Tawfik's was only one of thirty cases of former Iraqi WMD experts who reported through relatives that Saddam had long since abandoned his dreams of WMD, according to Risen.
Both the Sabri evidence and the evidence from Tawfik and other former Iraqi experts was available to the CIA during the work on the Oct. 2002 National Intelligence Estimates (NIE). But the CIA's Directorate of Intelligence kept all of that evidence out of the NIE process.
No report based on any of that evidence was ever circulated to State, Defence or the White House, according to Risen and Blumenthal.
The disappearance of all that credible evidence reflected a deliberate decision by Tenet. The White House Iraq Group had just rolled out its new campaign to create a political climate supporting war in early September, and Tenet knew what was expected of him. As an analyst who worked on the NIE told Bob Drogin of the Los Angeles Times, 'The going-in assumption was that we were going to war, so this NIE was to be written with that in mind.' That means Tenet's account of the CIA's role in the WMD issue in his 2007 memoirs completely ignored the credible evidence from Habbush, Sabri and the former Iraqi specialists that there was no active program, as well as his own role in suppressing it.

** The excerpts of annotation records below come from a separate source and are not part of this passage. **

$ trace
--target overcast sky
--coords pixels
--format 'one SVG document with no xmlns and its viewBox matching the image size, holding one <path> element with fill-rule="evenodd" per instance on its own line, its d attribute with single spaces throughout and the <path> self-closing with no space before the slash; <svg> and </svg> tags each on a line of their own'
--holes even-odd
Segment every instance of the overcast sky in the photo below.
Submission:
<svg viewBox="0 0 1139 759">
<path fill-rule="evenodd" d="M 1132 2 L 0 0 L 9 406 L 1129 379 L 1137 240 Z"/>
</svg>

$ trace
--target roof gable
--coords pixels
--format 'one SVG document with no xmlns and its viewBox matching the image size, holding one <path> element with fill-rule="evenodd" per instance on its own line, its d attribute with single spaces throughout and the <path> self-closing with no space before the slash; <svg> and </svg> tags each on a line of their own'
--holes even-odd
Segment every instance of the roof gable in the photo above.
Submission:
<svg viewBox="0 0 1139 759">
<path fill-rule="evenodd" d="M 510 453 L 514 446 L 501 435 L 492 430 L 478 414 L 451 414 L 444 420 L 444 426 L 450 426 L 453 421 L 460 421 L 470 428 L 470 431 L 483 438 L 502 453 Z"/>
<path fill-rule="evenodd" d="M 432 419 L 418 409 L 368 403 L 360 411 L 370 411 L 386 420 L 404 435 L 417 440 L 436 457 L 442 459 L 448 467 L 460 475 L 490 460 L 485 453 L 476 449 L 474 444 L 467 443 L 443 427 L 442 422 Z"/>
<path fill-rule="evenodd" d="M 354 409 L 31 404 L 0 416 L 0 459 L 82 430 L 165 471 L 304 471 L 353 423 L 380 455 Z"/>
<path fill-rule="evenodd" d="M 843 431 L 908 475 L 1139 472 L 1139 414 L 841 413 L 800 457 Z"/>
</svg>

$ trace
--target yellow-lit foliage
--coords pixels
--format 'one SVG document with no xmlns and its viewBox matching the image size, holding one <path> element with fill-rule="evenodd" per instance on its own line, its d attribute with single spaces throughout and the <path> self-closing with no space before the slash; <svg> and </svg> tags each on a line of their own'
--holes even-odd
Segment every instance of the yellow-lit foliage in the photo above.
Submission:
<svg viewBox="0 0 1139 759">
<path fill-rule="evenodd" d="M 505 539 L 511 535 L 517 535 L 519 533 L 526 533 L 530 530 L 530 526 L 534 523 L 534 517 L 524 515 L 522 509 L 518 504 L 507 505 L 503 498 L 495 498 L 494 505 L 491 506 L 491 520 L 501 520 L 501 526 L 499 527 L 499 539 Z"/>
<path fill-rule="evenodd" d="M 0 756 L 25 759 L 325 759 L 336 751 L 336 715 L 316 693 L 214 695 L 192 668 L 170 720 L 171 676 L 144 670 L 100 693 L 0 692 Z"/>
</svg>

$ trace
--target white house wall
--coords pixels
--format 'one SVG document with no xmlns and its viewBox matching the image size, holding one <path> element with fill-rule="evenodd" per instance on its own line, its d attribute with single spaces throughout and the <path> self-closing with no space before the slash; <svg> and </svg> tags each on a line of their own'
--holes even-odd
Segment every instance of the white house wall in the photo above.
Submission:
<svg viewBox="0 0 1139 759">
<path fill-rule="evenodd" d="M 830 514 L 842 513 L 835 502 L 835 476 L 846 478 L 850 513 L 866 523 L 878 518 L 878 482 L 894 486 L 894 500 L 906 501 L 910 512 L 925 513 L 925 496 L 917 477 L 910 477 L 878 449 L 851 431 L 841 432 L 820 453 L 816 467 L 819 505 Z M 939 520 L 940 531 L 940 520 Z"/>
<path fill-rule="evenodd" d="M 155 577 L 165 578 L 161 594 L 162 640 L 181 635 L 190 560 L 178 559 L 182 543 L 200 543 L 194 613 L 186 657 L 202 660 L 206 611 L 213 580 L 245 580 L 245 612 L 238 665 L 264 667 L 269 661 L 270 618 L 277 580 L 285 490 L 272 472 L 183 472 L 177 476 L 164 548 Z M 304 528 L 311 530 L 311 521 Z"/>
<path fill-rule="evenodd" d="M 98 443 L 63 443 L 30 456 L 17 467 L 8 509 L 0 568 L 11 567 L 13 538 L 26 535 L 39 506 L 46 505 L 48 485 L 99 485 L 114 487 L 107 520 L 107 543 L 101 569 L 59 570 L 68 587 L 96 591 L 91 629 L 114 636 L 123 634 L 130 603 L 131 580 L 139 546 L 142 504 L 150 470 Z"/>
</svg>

Tenet even brazenly claimed that a 'very sensitive, highly placed source in Iraq' about whom 'little has been publicly said' had 'reported that production of chemical and biological weapons was taking place'. The reporting from the source, continuing through the NIE and beyond, 'gave those of us at the most senior level further confidence that our information about Saddam's WMD programmes was correct.'
Tenet was clearly referring to the reporting coming from the Sabri debriefings, but his description of them was a prevarication. As Blumenthal reported, they had written a report on Sabri's intelligence spelling out his view that there was no active WMD programme, but they later discovered that it had been rewritten and given an entirely new preamble asserting that Saddam already possessed chemical and biological weapons and was 'aggressively and covertly developing' nuclear weapons.
Tenet -- who was a political operator rather than an intelligence professional -- had betrayed the CIA's mission of providing objective analysis, instead choosing to serve the interests of the Bush administration in preparing the way for war. It is not difficult to imagine how he would have meekly carried out whatever was asked of him by the White House -- even forging a document and leaking it to the media, to buttress the administration's case for war.
Gareth Porter is an investigative historian and journalist. The paperback edition of his latest book, 'Perils of Dominance: Imbalance of Power and the Road to War in Vietnam' was published in 2006.